Overall Improvement:

  • Redesigned the color story to be lighter and less aggressive.

  • Clarified terminology throughout to make features understandable to equity-focused traders.

  • Introduced contextual confirmations (plain-language order previews before submission) to build trust and reduce mistakes.

  • Reframed USDC as USD-first in the UI, raising clarity scores from 3.6 to 4.5 out of 5 in post-test feedback.

  • Added a support/help floating button to give users quick and direct access to assistance.
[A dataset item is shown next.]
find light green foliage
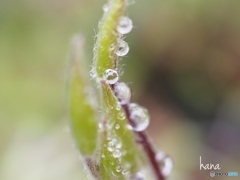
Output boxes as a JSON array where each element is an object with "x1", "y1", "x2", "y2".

  • Introduced a “Top Movers / Trending” section to help traders quickly discover active stocks without hunting through dropdowns

Trade Page:

  • Adjusted button hierarchy so primary CTAs (Buy, Sell) are visually dominant and intuitive.

  • Created two modes (regular and advanced) for the diagram/statistic area to serve different user groups.

  • Simplified the trade panel by hiding advanced options to ease the trading flow for casual users.

Trade Page:

  • Refined order entry panel layout by separating order type, leverage, and amount more cleanly for clarity.

  • Moved the profile slide-out to a dropdown so it no longer takes extra space on the screen.

  • Relocated the wishlist from the profile tab to under the trade panel using an accordion layout so users can choose to show or hide it anytime.

Portfolio Page:

  • Organized information modules to make key data easier to scan and understand at a glance.

  • Introduced “Top 3 Movers” and portfolio statistics to give users quick access to market activity and summarized performance insights.

  • Enhanced positions and orders list with clearer status and the ability to edit or take direct actions without extra steps.

  • Simplified charts and added customizable viewing areas so users can resize panels and focus on peaks, valleys, and what matters most.

08 SECOND ITERATION - OVERALL OUTCOME

Rolled Out a Second Iteration Reflecting Key Learnings

Proposed Design System

Going Forward

Deeper Usability Validation

Use UX assessment AI tools like Maze and Miro AI features to quickly test design iterations, analyze flows, and surface friction points at scale.

Targeted User Testing

Conduct moderated and unmoderated studies on usertesting.com, reaching both equity-focused and crypto-native traders for broader feedback.

Progressive Refinement

Continue refining dual trading modes with progressive disclosure, surfacing advanced features only when needed.

Education & Guidance

Add onboarding tips, contextual tooltips, and in-app micro-guides to help equity users adopt crypto-powered trading more comfortably.

Customization & Transparency:

Expand flexible portfolio modules and analytics, giving users the ability to tailor what they see while keeping interfaces clean.

AI Personalization

Explore AI-driven insights to recommend trading tools, highlight top movers, and personalize dashboards based on user behavior.